Now protestors might argue that taking away their right to get people’s attention will weaken their ability to get their point across.  That is not the problem of a society of commerce.  That is the problem of the protestor.  If the protestor has a good point, people will follow them.  If people think of the protestors as an inconvenience, they will be ignored, and their points glazed over.  That is how battles in a free-market economy are conducted.  Nobody has a right to dominate the minds and thoughts of others.  However, that’s not what the protestors want.  If we read the many books that they have been circulating for years, books such as The Coming Insurrection, Mao’s Little Red Book, and Rules for Radicals, it’s clear they want Marxism disguised as fairness.  So, they don’t care at all about individual rights, and they openly seek to destroy unregulated commerce.  And to deal with protestors legally in this regard, we can’t allow ourselves to think that we are protecting free speech when in all reality, we are working against all the other rights of the Constitution. 

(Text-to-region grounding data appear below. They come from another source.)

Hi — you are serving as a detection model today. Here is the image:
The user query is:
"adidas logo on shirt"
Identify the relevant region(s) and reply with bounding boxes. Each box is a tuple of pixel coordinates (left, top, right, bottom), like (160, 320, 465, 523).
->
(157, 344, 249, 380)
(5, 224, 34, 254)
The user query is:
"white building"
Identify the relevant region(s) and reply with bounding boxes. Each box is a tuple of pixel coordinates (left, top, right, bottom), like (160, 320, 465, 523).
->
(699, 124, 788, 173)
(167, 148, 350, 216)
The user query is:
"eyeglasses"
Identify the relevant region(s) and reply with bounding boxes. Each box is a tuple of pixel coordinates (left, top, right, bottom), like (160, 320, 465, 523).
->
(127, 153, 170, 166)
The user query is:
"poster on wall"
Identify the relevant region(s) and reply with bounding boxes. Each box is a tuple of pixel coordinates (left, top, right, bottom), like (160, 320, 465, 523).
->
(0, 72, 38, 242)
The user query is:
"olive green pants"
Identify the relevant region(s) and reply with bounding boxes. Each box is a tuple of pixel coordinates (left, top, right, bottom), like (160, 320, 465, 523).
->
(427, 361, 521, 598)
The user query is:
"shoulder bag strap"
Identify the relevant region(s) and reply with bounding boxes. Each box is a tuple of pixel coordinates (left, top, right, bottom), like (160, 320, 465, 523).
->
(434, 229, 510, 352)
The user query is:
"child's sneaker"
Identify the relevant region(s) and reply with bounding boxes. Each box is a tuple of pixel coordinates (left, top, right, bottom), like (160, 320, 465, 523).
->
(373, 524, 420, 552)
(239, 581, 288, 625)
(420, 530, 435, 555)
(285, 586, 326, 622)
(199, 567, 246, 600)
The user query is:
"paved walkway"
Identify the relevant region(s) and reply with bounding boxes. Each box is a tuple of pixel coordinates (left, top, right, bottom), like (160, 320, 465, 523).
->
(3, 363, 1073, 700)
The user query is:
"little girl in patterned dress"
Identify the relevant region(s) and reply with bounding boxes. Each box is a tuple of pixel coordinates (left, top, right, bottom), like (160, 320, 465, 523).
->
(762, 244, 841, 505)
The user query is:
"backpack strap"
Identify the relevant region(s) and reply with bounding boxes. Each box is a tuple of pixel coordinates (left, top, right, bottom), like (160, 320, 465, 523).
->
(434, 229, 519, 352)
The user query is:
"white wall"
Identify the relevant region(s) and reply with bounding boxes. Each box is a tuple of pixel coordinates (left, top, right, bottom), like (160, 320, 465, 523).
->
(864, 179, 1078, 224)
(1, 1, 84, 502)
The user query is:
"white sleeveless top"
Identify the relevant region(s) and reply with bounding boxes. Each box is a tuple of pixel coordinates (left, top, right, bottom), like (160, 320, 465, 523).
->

It is a basic premise in our society that if people are walking around on railroad tracks or a highway, their safety is not the responsibility of other people. Suppose they put themselves in danger by being within the means of commerce of any kind, boat, plane, car, train—anything, that their life is in their own hands.  That is true even if there is a mob of hundreds and hundreds of people.  It is not the truck driver’s duty to stop the work and delay shipment of their product from one place to another because many protestors decided to bring their gripes to the truck driver’s life and alter his reality. While traveling at a moderate rate of speed, the truck driver should be unable to slow down and move right on through the mob unimpeded.  If there are injuries or deaths, then that obligation rests on the people in the road, not the drivers, to have one more thing to worry about.  If animals cross into a road, which could be understood since they don’t know better, they are struck all the time.  It is understood generally that the right to commerce is more important than an accident from some creature, unfortunately, being in the road when a car comes along.  However, in the case of humans, they do know better.  Now they may be impaired by drugs, or they may be sick with political ideology.  Regardless, they are still ill of mind and prone to destruction if they end up in the road and are hit by a car or truck while protesting. 

For many years, these ideas have been generally understood.  However, in our now overly litigious society, we see challenges to this premise. Many drivers have been stopping and yielding to these protestors because they are more afraid of the legal system than the derelicts of destruction that often end up in these mobs.  That is why the many state legislators must do as Oklahoma are doing now, making the issue quite specific.  Commerce must be a protected right, people’s ability to be free of a protest should they want to be supported.  We cannot allow people who wish to bring harm to our constitutional republic to use our rules against us disguised as free speech, but with the intent of violating the whole foundation of our legal system while in the process, which is what has been happening.  The challenge has left people feeling defenseless and vulnerable, which should never be the case in a civil society.  Because the alternative is that if protesters act with lawlessness, which is their premise when they loot and vandalize during protests, we fight back with lawlessness.  I don’t think that’s where we all want to go.  It would be better if everyone agreed with the laws, and we could at least have that as a common means of exchange.  But putting up with the chaos and aggression against commerce is not an option.  Commerce is much more sacred than the feelings of a Marxist minority, or even a majority, should that ever occur.  And before open violence between drivers and protests happens, the ground rules need to be clear: what Oklahoma and many other states are now doing, and not a moment too soon.